Being the first step towards risk management the identification process leads to anticipating the possible impacts some of these risks might have. As a last step, a company needs to find some measures of protection against those impacts. (Müller, 2010)
What did particularly banks do to reduce risks or “hedge” their business?
Let’s go back to the year 2007: In January a similar global risk map, as introduced by bravenewloock in his previous post, was published by the World Economic Forum.
As you can clearly see, one of the biggest expected risks was the Asset price collapse.
This should have had the banks thinking of how to prepare for the worst, to survive it.
The article “Eggheads and long tails”, published by the Economist on May 17th in 2007, describes – despite being a bit skeptical about their functionality – some of the great risk management systems put in place by the big investment banks.
This is all nice and it seems the banks did actually prepare for some of the risks they might face.
But not the occupation of some risk managers or mathematicians who calculate the risks were the biggest part of the banks risk management system.
Instead, they just introduced new financial vehicles, as described in this article on stock-market-investors.com.
Banks pooled the highly risky mortgages into securities, which have been sold to investors, who then could resell them, and so on.
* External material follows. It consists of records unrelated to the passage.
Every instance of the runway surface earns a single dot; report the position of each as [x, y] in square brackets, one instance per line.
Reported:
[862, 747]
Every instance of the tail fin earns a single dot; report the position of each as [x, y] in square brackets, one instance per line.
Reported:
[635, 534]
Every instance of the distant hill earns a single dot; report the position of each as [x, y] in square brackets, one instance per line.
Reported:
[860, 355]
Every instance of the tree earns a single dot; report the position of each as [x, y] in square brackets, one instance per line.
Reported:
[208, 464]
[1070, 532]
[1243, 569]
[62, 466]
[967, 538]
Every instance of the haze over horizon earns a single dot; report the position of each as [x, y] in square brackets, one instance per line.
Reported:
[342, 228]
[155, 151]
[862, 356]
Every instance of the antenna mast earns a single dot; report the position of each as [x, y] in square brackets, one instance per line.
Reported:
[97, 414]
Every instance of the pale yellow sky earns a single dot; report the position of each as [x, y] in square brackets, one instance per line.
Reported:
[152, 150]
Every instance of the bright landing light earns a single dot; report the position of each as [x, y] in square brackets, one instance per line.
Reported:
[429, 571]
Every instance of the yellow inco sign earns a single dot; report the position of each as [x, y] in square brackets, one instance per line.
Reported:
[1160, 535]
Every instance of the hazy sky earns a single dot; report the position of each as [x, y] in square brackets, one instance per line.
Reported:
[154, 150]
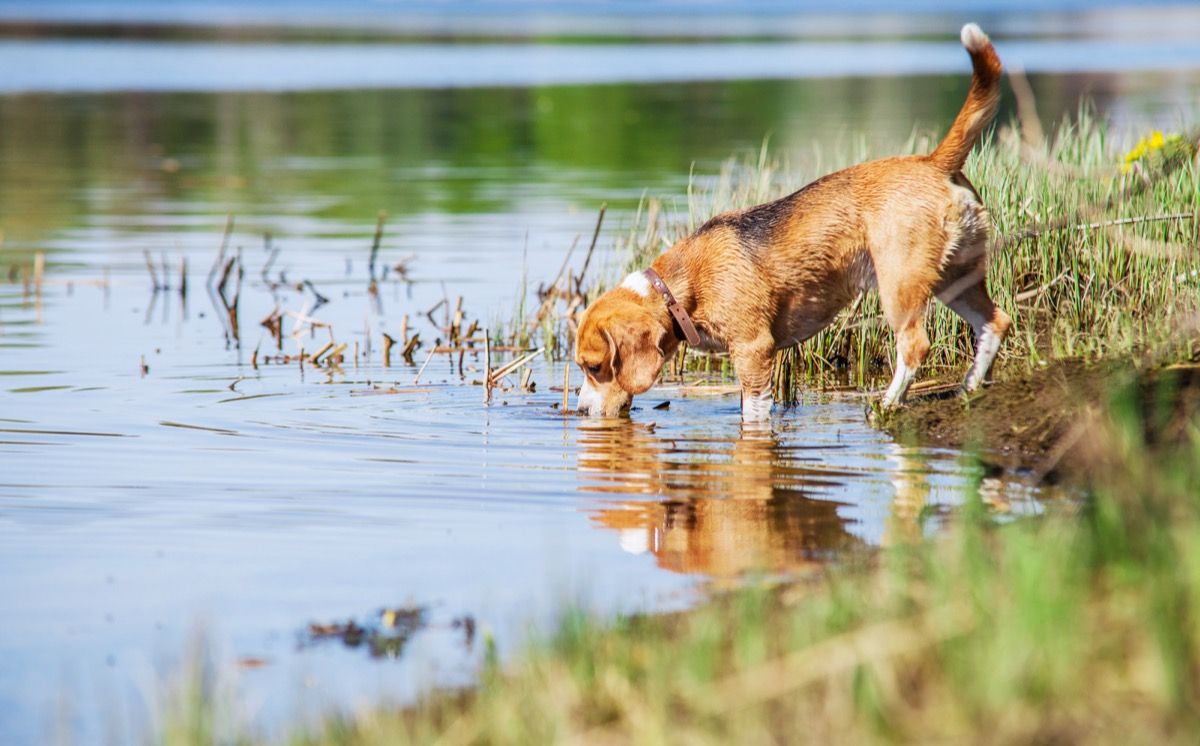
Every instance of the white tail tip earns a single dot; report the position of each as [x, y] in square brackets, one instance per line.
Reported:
[973, 37]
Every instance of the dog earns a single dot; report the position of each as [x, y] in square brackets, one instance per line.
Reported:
[760, 280]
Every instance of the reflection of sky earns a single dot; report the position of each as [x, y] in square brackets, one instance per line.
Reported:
[208, 66]
[259, 500]
[715, 18]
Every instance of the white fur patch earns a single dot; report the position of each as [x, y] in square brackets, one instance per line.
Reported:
[756, 408]
[637, 282]
[635, 541]
[900, 381]
[973, 37]
[589, 401]
[985, 353]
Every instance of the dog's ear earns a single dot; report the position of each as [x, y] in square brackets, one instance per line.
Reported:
[635, 354]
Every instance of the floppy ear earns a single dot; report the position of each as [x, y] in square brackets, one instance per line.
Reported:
[636, 355]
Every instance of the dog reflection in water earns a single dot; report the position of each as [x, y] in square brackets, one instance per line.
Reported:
[729, 506]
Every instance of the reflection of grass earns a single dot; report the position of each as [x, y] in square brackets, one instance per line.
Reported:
[1079, 276]
[1077, 626]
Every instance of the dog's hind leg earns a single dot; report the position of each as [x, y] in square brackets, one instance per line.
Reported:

The clue about this system is, that through the pooling of many mortgages into one security, these securities were highly diversified and could come clean on their Risk rating. Additionally, the risk has been spread through the whole financial system.
A British Banker “compares the process of transferring risk around the financial system to spreading butter on toast. With luck, he says, the butter will not be rancid.” (Economist)
Now, in 2011, we know how high these risks have been. In my opinion, the attitude towards rather earning more money with taking more risks than securing their business is one of the most important triggers for the current economic (not only financial) crisis.
The question is: Did the world learn to take risk maps more seriously, try to assess the possible impact of those risks and anticipate to them?